LaBrew was scheduled to receive $377,259.70 from the state in February, one of its four payments in this school year. But Michael Thompson, interim deputy state superintendent of public instruction, issued an order Feb. 23 to hold back the money because the school owed the state $315,684 to refund past overpayments and to settle other disputes. [. . .] State regulation allows almost no oversight over the programs in the private schools, short of the health or safety of students being threatened. LaBrew is not required to release any information on test scores or other data about student performance, and it has not done so.
But the state does require schools to meet a list of requirements for business practices, such as filing financial reports. It's on the financial side that there is a dispute.
I can see some of the logic there; if a school is so disorganized that it cannot manage to file a handful of reports to the state, then there are probably larger problems with the way the school is being run. Still, it is not, in my opinion, where we ought to be drawing a line.
Cory Liebmann had different news yesterday:
We already know that Rose Fernandez did not leave the Wisconsin Coalition for Virtual School Families in the most organized fashion. Apparently when she was leading the organization, she never set a system in place to comply with important IRS disclosure rules. In a previous blog posting, I detailed the odyssey that I was forced to go through just to obtain the organization's IRS form 990's.
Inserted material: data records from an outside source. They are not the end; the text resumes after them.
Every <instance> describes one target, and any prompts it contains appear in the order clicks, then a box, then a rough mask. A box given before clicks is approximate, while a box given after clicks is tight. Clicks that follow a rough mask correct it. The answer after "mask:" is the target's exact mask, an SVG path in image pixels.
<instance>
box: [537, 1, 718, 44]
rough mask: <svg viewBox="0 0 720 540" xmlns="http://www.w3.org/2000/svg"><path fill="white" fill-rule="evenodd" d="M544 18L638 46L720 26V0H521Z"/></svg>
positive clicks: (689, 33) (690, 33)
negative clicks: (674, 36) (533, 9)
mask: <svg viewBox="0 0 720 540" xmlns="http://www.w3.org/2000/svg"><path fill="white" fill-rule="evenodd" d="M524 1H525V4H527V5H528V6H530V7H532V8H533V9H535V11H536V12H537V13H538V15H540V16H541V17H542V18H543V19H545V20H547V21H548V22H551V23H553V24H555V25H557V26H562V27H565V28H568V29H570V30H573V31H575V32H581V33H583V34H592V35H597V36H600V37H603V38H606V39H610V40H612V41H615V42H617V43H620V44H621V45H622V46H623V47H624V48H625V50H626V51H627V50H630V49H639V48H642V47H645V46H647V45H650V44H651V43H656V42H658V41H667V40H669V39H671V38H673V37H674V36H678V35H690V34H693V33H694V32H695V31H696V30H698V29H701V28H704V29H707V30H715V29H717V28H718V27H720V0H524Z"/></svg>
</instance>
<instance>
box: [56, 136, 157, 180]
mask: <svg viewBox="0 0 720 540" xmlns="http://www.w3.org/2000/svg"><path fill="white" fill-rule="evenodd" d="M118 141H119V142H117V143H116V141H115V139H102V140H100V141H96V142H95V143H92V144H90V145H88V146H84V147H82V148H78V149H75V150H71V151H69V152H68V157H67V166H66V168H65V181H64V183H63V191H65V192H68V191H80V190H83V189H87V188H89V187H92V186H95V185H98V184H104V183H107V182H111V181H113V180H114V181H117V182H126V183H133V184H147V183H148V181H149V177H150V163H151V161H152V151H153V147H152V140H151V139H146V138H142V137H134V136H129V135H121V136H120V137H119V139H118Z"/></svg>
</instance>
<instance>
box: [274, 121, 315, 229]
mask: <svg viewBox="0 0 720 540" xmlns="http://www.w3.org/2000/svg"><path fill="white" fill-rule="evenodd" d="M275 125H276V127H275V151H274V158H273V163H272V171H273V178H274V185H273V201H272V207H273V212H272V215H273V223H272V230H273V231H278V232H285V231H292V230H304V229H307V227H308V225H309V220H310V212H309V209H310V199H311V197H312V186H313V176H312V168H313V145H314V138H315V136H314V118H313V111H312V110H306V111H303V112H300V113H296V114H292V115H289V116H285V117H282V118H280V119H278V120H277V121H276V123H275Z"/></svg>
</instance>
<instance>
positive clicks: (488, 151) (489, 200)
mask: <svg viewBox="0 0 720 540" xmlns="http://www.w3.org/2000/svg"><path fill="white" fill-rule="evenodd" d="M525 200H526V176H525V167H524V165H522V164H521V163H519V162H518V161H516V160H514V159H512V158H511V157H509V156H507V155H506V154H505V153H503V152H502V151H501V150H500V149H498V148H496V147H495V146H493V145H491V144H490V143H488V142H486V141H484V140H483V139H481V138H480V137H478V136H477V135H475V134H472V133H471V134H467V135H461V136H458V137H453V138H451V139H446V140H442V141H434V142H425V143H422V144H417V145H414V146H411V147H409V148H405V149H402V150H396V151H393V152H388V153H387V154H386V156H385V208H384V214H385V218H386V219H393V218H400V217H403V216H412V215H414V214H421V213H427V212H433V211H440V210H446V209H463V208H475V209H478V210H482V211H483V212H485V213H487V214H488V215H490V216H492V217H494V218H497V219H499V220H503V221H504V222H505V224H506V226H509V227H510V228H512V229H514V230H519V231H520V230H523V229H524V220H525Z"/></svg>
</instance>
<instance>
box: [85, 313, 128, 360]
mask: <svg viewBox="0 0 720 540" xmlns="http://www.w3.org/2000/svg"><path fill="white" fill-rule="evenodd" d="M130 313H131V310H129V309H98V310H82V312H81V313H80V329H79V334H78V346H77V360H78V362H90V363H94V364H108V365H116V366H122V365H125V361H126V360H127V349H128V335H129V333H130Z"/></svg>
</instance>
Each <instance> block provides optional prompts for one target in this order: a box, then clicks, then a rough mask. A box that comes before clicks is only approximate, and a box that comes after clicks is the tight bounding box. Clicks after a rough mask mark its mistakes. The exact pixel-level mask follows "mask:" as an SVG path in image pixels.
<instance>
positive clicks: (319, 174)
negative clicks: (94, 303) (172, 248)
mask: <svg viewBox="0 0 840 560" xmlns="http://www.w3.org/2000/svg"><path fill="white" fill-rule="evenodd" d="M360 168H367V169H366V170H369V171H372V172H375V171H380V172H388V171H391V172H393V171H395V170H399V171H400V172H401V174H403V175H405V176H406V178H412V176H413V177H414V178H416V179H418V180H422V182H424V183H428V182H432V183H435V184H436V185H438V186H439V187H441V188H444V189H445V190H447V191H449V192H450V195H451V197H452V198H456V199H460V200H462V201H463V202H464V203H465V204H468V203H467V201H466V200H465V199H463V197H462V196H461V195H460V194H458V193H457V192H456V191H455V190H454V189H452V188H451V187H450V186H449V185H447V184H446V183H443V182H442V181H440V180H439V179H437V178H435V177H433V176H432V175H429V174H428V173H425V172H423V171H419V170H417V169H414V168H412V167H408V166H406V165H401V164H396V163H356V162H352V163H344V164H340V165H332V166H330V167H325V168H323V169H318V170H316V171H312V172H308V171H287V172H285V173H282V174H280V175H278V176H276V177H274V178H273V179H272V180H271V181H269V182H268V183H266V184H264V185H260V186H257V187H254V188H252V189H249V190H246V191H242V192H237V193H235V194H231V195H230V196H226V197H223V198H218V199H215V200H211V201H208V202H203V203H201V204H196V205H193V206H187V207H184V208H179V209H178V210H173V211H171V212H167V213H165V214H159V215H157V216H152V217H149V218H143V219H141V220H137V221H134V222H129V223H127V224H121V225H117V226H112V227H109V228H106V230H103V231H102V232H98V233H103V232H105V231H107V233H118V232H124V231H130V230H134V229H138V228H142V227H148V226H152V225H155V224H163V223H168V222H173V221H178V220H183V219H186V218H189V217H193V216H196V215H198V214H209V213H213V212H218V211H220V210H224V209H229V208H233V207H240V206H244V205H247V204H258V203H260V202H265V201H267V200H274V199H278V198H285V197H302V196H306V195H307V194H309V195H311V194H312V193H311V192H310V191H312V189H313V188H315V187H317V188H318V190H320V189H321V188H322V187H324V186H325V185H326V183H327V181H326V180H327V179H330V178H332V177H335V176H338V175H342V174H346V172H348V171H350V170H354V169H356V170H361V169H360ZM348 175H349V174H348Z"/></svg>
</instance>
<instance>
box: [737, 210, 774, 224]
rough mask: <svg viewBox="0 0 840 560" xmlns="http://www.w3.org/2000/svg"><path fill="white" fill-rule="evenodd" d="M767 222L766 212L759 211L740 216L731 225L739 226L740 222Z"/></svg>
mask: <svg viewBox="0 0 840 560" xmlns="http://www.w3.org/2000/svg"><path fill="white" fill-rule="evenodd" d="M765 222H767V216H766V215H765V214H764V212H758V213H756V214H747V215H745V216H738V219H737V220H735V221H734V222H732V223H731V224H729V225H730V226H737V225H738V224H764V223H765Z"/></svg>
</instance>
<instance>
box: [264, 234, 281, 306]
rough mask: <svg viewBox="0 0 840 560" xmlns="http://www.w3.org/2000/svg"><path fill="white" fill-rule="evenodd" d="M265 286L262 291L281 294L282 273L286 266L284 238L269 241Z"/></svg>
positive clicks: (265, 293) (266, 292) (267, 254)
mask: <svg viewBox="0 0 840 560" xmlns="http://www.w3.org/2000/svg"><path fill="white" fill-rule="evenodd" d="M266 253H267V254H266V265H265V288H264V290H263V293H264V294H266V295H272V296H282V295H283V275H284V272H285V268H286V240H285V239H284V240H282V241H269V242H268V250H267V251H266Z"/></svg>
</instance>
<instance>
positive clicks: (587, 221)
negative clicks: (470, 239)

These documents are supposed to be readily available upon request and it was very clear that she had never established a process by which her organization could adequately respond to a request for disclosure. This lack of organization led to a formal complaint, because these disclosure rules are important and complying with them should have been very easy.That's right; Rose Fernandez, who wants to expand the voucher program state-wide, failed to meet the kind of requirement that DPI, the organization she wants to lead, has had the authority to use to protect taxpayers. If the Wisconsin Coalition of Virtual School Families were a voucher school, DPI could have shut them down for non-compliance.
While I was trying to locate the missing 990 forms, the registered agent for the organization suggested that communication with its leaders has always been a challenge. I assume that this includes the time that Rose Fernandez used to lead the organization since she only recently stepped down. Since one of the primary responsibilities of a registered agent is to keep the organization's documentation updated, I decided to check the Wisconsin Department of Financial Institutions records for the Fernandez-run organization. A quick glimpse at the information offered on the DFI site seemed to confirm a disorganized theme. The record shows that the virtual schools organization first registered with DFI in 2005 and promptly is marked as "delinquent" as soon as 2007. That "delinquent" status appears to have continued all the way until earlier this year. The only thing that DFI needed the Fernandez-led organization to do is simply provide an annual report and pay a fee. Apparently that was too hard to manage.
On a related note, Aaron Rodriguez at The Hispanic Conservative is attacking Tony Evers--the good guy in the DPI race--again, using cherry-picked data from one of Wisconsin's 400+ school districts to suggest that electing Evers would be disastrous for the whole state. He writes that Evers "must logically share in some the blame" for the failures of the Milwaukee Public Schools. He does not offer Evers any credit for things like the 280% increase in 8th-grade MPS math scores since Evers took the job as Deputy State Superintendent, or an 16% increase in MPS's graduation rate in that same time--credit which Evers must "logically share in" as well. No, just blame for the same problems in MPS that you see in every single other poor urban school district in the country.
If Rodriguez is willing to blame Evers for failures in MPS, of which Evers was not actually in charge, I wonder how willing he is to blame Rose Fernandez for her own failures to manage the organization of which she was indeed in charge?
(Aside: Two of the many things Rodriguez harps on about MPS are our expulsion rate and our truancy rate, two things over which MPS has little control. The vast majority of students MPS expels, for example, are expelled because they brought either weapons or drugs to school. We do our best to keep problems from outside the schools on the outside, but I am not sure what Rodriguez thinks we should do with students who can't manage that. I for one am not willing to compromise the safety of the other 99.6% of students to make our numbers look better.)